「なになに~? なんか楽しそー!」
「お、喧嘩か? なら俺様の出番だな」
そんな場面に柚くんと恭也はらんらんと目を輝かせていて、ユキちゃんがやれやれと嘆息する。
このふたり、全然違うように見えて案外根っこは同じタイプだ。
「……柚、飛び込んでいくなよ」
「分かってるけど……でもさあ、楽しそうなんだもん。ちょっとだけ、ね? ねー?」
柚くんのフードを掴んで制止する律くんは、相変わらず冷静沈着。
ポーカーフェイスは崩さない。
というか、ものすごく眠そう。
「恭也、あたしたちだって規約は適応されるんだから、派手なことしないでよね」
「わーってるよ。でも、アレだろ。ああいうのを俺らは取り締まりゃいいんだろ」
「まぁそうだけど、別に相手の人規約違反はしてないよ。
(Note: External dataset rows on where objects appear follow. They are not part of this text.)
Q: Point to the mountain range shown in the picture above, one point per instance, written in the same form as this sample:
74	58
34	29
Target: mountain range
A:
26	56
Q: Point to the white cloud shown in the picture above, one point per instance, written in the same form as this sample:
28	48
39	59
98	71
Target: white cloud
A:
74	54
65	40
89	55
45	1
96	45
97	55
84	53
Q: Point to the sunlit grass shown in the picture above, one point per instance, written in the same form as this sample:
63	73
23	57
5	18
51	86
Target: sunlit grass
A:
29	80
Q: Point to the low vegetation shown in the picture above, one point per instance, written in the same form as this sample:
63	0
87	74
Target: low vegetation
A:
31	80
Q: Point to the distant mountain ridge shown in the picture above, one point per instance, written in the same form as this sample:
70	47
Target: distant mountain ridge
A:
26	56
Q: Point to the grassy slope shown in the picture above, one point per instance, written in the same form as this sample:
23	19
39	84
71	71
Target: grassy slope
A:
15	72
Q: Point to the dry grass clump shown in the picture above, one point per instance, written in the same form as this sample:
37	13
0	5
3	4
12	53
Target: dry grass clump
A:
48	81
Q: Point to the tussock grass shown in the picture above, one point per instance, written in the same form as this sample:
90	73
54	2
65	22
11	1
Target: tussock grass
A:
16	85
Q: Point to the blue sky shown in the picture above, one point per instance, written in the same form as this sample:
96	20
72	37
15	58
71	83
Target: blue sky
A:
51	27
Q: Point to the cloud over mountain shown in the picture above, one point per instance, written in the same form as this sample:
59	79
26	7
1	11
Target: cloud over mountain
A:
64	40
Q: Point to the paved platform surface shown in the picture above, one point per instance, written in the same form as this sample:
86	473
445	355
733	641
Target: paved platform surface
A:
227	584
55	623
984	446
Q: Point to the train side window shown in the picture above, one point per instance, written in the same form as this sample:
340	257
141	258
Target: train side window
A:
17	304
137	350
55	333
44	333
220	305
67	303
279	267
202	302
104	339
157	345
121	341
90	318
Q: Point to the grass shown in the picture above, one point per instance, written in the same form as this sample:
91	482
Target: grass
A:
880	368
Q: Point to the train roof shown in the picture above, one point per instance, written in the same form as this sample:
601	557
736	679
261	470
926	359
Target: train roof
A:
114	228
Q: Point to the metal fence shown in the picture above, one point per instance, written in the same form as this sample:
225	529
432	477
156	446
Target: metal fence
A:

そこらに転がってるやつはあの人が投げたんだろうけど、凶器とは言い難いし……」
筆記用具各種をはじめ、教室に置いてあるごみ箱やらボード消しが廊下のあちこちに転がっている。
「ユキちゃん、ちょっと日向をお願い」
「え? あ、あぁ」
嫌がる日向をなだめて少し待っているように言ってから、あたしは未だ言い争っているふたりへ歩み寄っていく。
途中散乱したそれらを拾い集めていると、ふと桂と呼ばれた男があたしに気づき、振り返った。
言い争っていたもう片方も「あぁ?」と凄むような声を出しながら、こちらへ目を向ける。
けれど、ふたりはあたしを捉えた瞬間驚いたようにその目を見開いた。